The Goddess knew that the merchant was lying and yet out of her immense compassion she pardoned him. Meanwhile, Satya went to the village chieftain's house and with the cooperation of the spirit relieved the possessed daughter. He felt happy at his success and was grateful to the spirit for his unfailing help. Satya came to be known as a great exorcist and the fame soon spread to the neighboring villages too. It so happened that after some days the daughter of a rich landlord of a neighboring village got possessed by a spirit. Satya was expecting such a thing because the spirit had already informed him about his move of his. The landlord sent word for Satya to come. Satya went to the landlord's house and he was given a warm welcome. When he entered the room of the landlord's daughter and began acting like an exorcist by chanting some incantations, the spirit revolted and suddenly started shouting at him as never before. "I am enjoying my stay here, you fool! I love good food and luxury around. I've decided to possess this lady for good. Abandon all your tomfoolery and quit this place. I'm not going to cooperate with you anymore!" Satya was struck dumb. He could never imagine that the spirit would be so rude to him and leave him in the lurch. Disappointed, he returned home. He could not hear the villagers scoffing at him. 

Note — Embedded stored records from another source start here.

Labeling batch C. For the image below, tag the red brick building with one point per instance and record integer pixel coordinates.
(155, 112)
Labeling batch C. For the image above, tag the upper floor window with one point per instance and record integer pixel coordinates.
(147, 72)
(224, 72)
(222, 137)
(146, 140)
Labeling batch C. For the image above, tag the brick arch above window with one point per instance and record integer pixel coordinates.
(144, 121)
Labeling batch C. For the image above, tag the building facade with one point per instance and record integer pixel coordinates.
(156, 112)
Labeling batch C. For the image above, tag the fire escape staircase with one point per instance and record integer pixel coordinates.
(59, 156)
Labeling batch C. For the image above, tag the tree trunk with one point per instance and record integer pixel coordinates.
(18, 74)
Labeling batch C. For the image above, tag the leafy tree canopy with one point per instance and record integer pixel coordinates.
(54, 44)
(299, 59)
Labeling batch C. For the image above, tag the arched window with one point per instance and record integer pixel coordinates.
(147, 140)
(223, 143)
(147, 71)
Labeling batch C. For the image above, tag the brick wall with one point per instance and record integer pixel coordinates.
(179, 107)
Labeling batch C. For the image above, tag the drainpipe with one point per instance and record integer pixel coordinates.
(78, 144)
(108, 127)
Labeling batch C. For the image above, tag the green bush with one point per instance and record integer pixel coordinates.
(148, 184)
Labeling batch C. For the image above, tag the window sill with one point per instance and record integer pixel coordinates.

The patient Goddess again appeared in Satya's dream at night and said, "Did I not warn you not to get tempted by the evil spirit? He won you over by brief success and now he has thrown you out! That is how evil spirits work. Well, I can still help you out of the situation if you are ready to do what I say." She then told him in detail what to do and then disappeared. The next morning, Satyam took the big glass bottle given to him by the Goddess and went to the landlord's house. The spirit, as soon as he saw the bottle, got tempted and exclaimed, "What a beautiful bottle! And how very wonderful is the silken swing inside the bottle! I wish I could...." As the bottle was a magic one, the spirit could see in it an illusion of a silken swing! "I have come to present this to the landlord for his kind hospitality," said Satya. "What use is it for me or for any other human being? We do not know how to get inside the bottle and enjoy the swing! It is said that whoever will swing inside will be able to take any form he or she desires." "I want to become a beautiful lady for the rest of my life, so I'll..." saying so, the spirit immediately entered the bottle in the form of smoke. Instantly, Satya sealed the bottle, and the spirit got entrapped for good. Satya left this dangerous game of acting as an exorcist after this and decided to devote himself to an honest living with the blessings of the Goddess. The Goddess had also come to understand that man is basically good but he is very weak and is easily enslaved by money and power.